Jamaican musical duo

RDX (Renegade & Delomar from Xsytment) were a duo of reggae recording artists, producers and performers composed of the deejay Renegade (Carlton Williams) and singer Delomar (Andre Bedward), hailing from Waterhouse and Kencot in Kingston, Jamaica respectively.

The duo are known for multiple successful dancehall hits in the late 2000s and 2010s (Dance, Everybody Dance, Dancers' Anthem, and Daggering / Bend Over), and have also toured internationally to the United States and Canada, across Europe, Japan, the Caribbean, and have performed on concerts in the United Kingdom and African countries such as Uganda, Kenya, Mauritius, and Seychelles.

Williams and Bedward began their dancehall music career in 2003 as members of a group called "Xsytment". In 2006, they broke away and formed the duo. In 2007, they released the hit single "Dance".

Their collaborations have included Lose Yourself with Major Lazer, Mash Up The Place with Sak Noel & Salvi and Ser Libre with Konshens. Broad Out was their 7th chart topper in Jamaica. Their other popular songs include Kotch, Ride It, Jump and Bang!.

They received Group of the year honors in 2007 and 2008, and charted internationally with Skip (Poland), Movements (Poland and Panama), Deliver Me (Guyana) and For The Girls (Trinidad).

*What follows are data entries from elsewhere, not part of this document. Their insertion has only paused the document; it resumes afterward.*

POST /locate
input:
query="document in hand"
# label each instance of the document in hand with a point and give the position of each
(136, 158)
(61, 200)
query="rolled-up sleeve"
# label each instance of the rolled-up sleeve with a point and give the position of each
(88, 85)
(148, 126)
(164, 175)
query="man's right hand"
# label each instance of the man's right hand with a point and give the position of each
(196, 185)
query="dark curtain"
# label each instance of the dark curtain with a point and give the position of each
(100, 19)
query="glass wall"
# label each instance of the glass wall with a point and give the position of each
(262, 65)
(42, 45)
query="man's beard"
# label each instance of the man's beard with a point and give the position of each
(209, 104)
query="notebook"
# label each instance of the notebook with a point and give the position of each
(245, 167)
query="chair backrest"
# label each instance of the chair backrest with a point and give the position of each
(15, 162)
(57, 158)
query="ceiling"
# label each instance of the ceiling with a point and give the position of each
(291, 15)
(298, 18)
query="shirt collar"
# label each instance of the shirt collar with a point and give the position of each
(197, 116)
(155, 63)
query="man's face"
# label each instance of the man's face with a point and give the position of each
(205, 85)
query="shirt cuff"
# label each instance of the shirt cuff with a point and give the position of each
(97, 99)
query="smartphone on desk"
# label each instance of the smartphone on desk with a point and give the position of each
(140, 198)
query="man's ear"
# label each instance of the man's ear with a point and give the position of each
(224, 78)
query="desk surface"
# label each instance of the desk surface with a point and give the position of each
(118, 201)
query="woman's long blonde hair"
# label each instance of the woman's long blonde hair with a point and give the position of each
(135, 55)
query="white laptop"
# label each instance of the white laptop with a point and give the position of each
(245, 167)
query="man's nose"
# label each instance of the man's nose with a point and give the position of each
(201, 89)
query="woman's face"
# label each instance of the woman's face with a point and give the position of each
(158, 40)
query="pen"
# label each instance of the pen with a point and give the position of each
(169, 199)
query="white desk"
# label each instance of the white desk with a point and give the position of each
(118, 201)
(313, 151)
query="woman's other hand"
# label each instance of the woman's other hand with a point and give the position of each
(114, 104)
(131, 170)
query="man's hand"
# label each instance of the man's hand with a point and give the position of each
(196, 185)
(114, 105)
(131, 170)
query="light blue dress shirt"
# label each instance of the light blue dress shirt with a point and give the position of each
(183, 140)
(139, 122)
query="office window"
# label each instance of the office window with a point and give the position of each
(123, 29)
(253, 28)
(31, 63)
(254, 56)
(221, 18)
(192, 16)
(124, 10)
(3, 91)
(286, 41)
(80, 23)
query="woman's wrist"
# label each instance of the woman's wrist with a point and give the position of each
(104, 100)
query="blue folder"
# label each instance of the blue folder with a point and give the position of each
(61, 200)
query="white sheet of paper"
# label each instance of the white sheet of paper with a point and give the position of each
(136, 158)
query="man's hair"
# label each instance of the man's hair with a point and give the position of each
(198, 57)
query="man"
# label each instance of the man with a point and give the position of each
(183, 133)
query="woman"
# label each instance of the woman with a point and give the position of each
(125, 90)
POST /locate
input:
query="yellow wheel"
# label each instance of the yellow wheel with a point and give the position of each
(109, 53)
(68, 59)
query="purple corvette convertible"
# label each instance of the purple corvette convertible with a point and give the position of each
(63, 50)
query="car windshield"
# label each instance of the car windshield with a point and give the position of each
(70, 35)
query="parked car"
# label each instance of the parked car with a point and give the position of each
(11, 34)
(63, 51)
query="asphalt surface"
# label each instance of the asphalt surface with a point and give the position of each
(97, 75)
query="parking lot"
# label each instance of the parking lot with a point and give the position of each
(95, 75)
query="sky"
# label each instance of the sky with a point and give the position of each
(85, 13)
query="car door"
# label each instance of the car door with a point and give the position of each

RDX release their debut album To The World in 2008, and their second studio album Level Up in 2017. The lead single from Level Up was Shake Your Bam Bam, an interpretation of Sister Nancys classic reggae hit song 'Bam Bam'.

The duo has since split in 2020 amidst a very public feud between both Renegade (now known as Renigad) and Delomar over various issues including their perception and image as dancehall artistes, song crediting, and inequalities in their friendship.